ポン助の言葉が、風に吸い込まれて消えた。 妖狐は、しばらくポン助の目をじっと見つめていたが、やがてゆっくりと口を開いた。

「よかろう。だが、口約束だけでは信用できん。……狸というのは、すぐに裏切る生き物だからな」

「う、裏切らねぇよ!」

「なら、証拠を見せろ」

妖狐は自分の鋭い爪を、己の舌先に突き立てた。 プツリ、と赤い血の玉が浮かび上がる。 白い毛並みに、鮮血がどろりと流れた。

「ひっ……!」

ポン助が息を呑む。 妖狐はその血を爪先ですくい取ると、ポン助の額(ひたい)に押し付けた。 硬く冷たい爪と、熱い血の感触。

「動くな。これは『呪い』であり『絆』だ」

妖狐は血塗られた爪で、ポン助の眉間に奇妙な紋様を描いていく。 ジジジ……と肉が焦げるような音がして、激痛が走った。

「ぐ、うあああっ……! あつ、熱い!」

「耐えろ。私の血を、お前の体に入れるのだ」

激痛は頭の芯まで響き、ポン助の視界が赤く染まる。 全身の血が沸騰するような感覚。 自分が自分でなくなっていくような恐怖。
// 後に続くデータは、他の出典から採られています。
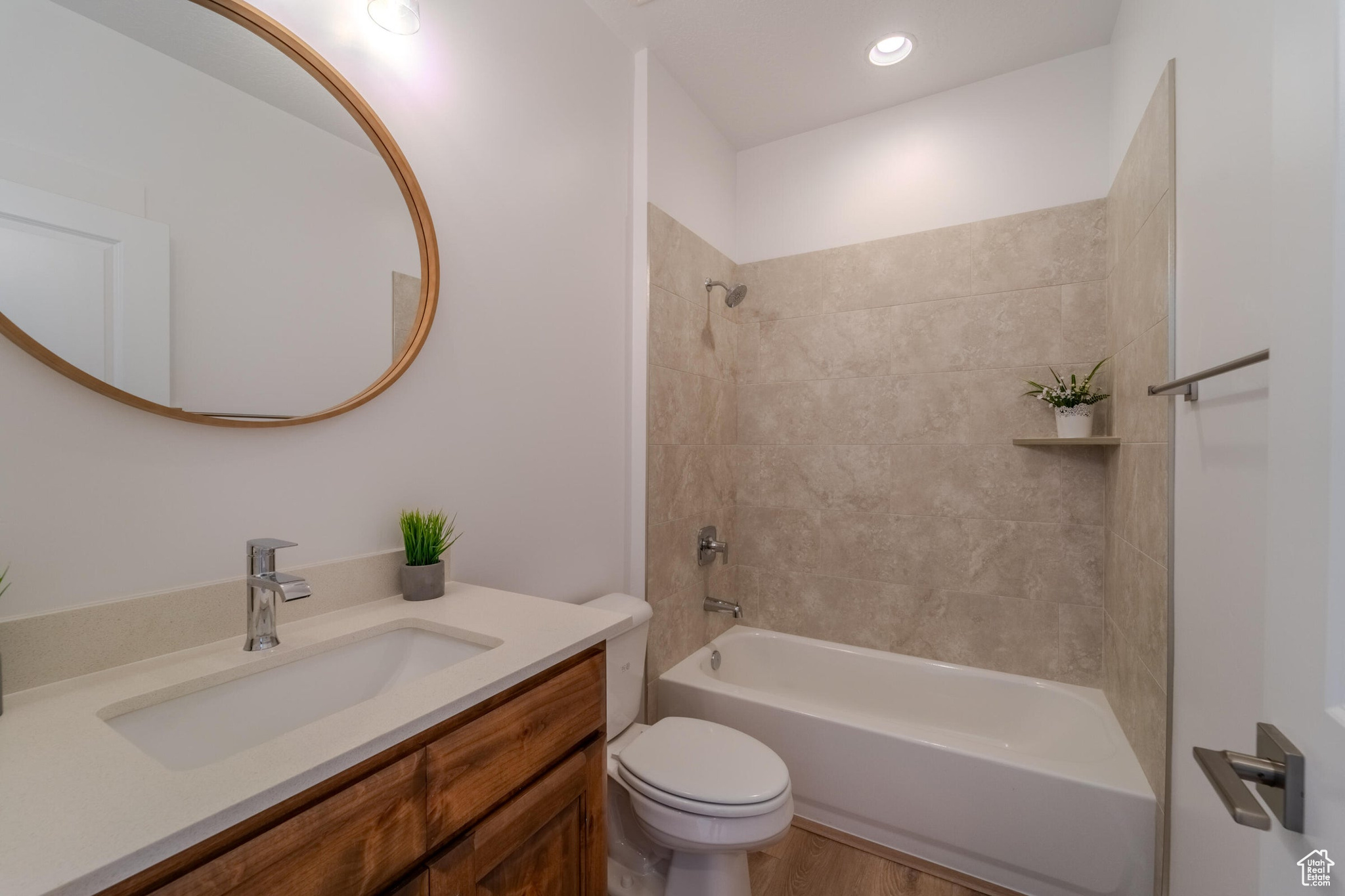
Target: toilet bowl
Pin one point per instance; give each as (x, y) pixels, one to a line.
(688, 798)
やがて、妖狐が爪を離した。 額の痛みは、ズキズキとした脈動に変わっていた。

「……終わったぞ」

ポン助は荒い息を吐きながら、地面に手をついた。 汗びっしょりだ。 恐る恐る顔を上げると、目の前に妖狐が立っている。

だが、何かが違った。

妖狐の体の周りに、ゆらゆらと揺れる『黒い影』が見えるのだ。 いや、妖狐だけではない。 枯れ木からも、岩からも、そこにあるはずのない『気配』のようなものが、色付きの靄(もや)となって立ち上っているのが見えた。

「こ、これは……?」

「『心』の色だ。お前にはもう、世界が今まで通りには見えん」

妖狐は舌の傷をペロリと舐め、ニヤリと笑った。

「ようこそ、修羅の道へ。……これで一蓮托生(いちれんたくしょう)だな、相棒」

ポン助の額には、赤く光る契約の印が、焼き印のように刻まれていた。